“If you think Richard Dawkins is too easy on religion, go down to that end of the room,” I said, indicating the steps up to the bookstore. “And if you…”
“Careful…” someone said.
And I was. There were several believers-in-God present – the exact number depending on your definition – and I didn’t want to make a joke that might be taken the wrong way.
“If you’re, uh… very theistic, go down to the other end,” I finished, indicating the fireplace. “And if you’re somewhere in between, go somewhere in between.”
This was part of an icebreaker at the first night of a retreat on “Nontheism among Friends” (Quakers) I co-facilitated last weekend, at the wonderful Powell House conference center in upstate New York. After everyone distributed themselves along the length of the room, we added a second axis: “If you’re totally closeted, move towards that wall, and if everyone knows exactly what you believe, move towards this wall.”
When we finished, we looked around and realized we had become diffused throughout the entire room. There was a special quality to that silent moment, and then someone said something to the effect of (if I recall), This is a good group, I trust you all.
Just prior to this, my co-facilitator Robin Alpern had led us in a similar exercise, about one’s length and intensity of Quaker involvement, with similarly diffuse results. These were both her idea, as she had used them at a previous version of the same retreat two years ago. I like them because they not only break the social ice (you have to chat with people to decide where to go), but also disrupt the possible assumption that “nontheist Friends,” or “theistic Friends” for that matter, are a monolithic group.

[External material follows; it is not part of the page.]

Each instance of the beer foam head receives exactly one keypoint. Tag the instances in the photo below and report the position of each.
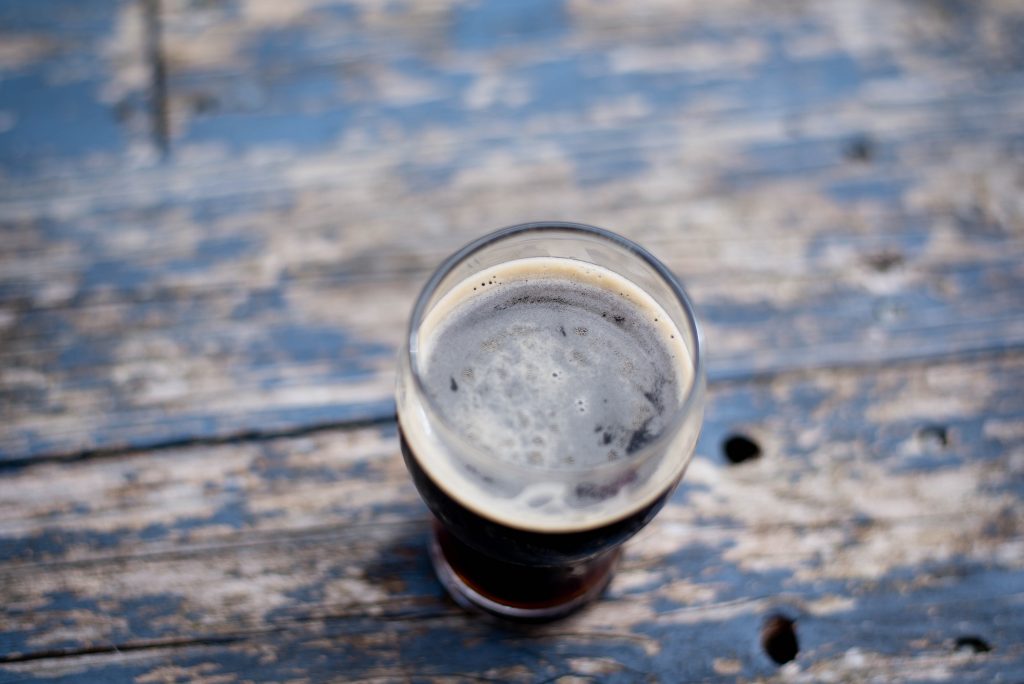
(555, 375)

In a similar vein, we spent the first night and morning giving extended introductions, about 10-15 minutes each. The idea was to get to know each other as people, each with our own histories and journeys, before talking about the issues more abstractly.
Which we began to do after lunch on Saturday.
The first afternoon session we planned as a kind of “orientation” to many of the existing concerns and activities of the NTF community – FGC, publishing, minutes of inclusion [Update: see comments], unity with other Friends, and so on. We probably should’ve started with some basic definitions, however, since that’s what many people wanted to talk about. What is “nontheism”? “Atheism”? What, really, does “God” mean? There are no definitive answers to these questions, but going over some common NTF definitions of nontheism would’ve been a good idea.
After a bit, we broke up into interest groups. The one I went to was “nontheism in the broader culture,” where the younger people among us reported that high school-age people, at least in the northeast, seem pretty ferociously (and unreflectively, they thought) anti-religious. One participant talked a bit about Stuart Kauffman‘s book Reinventing the Sacred, and shortly before we had to return to the larger group, I posed the question of how much people sympathized with the motivations of the “neo-atheists,” i.e. alarm at the creationist movement or militant Islam.
(I can’t actually remember what the other two interest groups were! I think they may have been “unity with theistic Friends” and “language.”)
After dinner, we got physically re-energized by a game of Big Wind Blows (of which I am the master, only being in the middle twice), and had a full-group discussion of nontheism and spirituality. One theme we kept coming back to was spirituality as connection – a sense of connection with the people and the environment around us.
Sunday morning we had a traditional meeting for worship, followed by sharing about what Quaker worship meant for us, and what we were “doing” during the hour of silence.
In the final session, we asked people to share what they might to do as a result of this weekend, and several (three I believe) said they now felt clear to join their local meetings. One person cried (and brought some of us to tears), and a number of others seemed moved. Afterward, Rik’s blog post about his positive experience was good to read as well.
I too found the weekend moving – not so much because of the topic, which after all Robin and I were officially the experts on, but because it was the first time I’ve felt connected (that word again) to a close Quaker community in a long time. I haven’t felt very connected to my local meeting, where I’ve been attending for two years, partly because it’s large and hard to get to know people, and partly because I haven’t tried as hard as I could.
I also find myself wondering if Quaker nontheism is becoming mainstream enough that it’s time for me to focus on other concerns, at least after this summer, when Robin and I will be facilitating a workshop at FGC in Blacksburg. Lately I have felt led to focus more on my professional life and less on Quaker activities; even within Quakerism I have other concerns that may deserve more attention – the accessibility of historical and contemporary information, outreach and growth, class and race, gender and sexuality, and how our practices can better foster community and spiritual growth.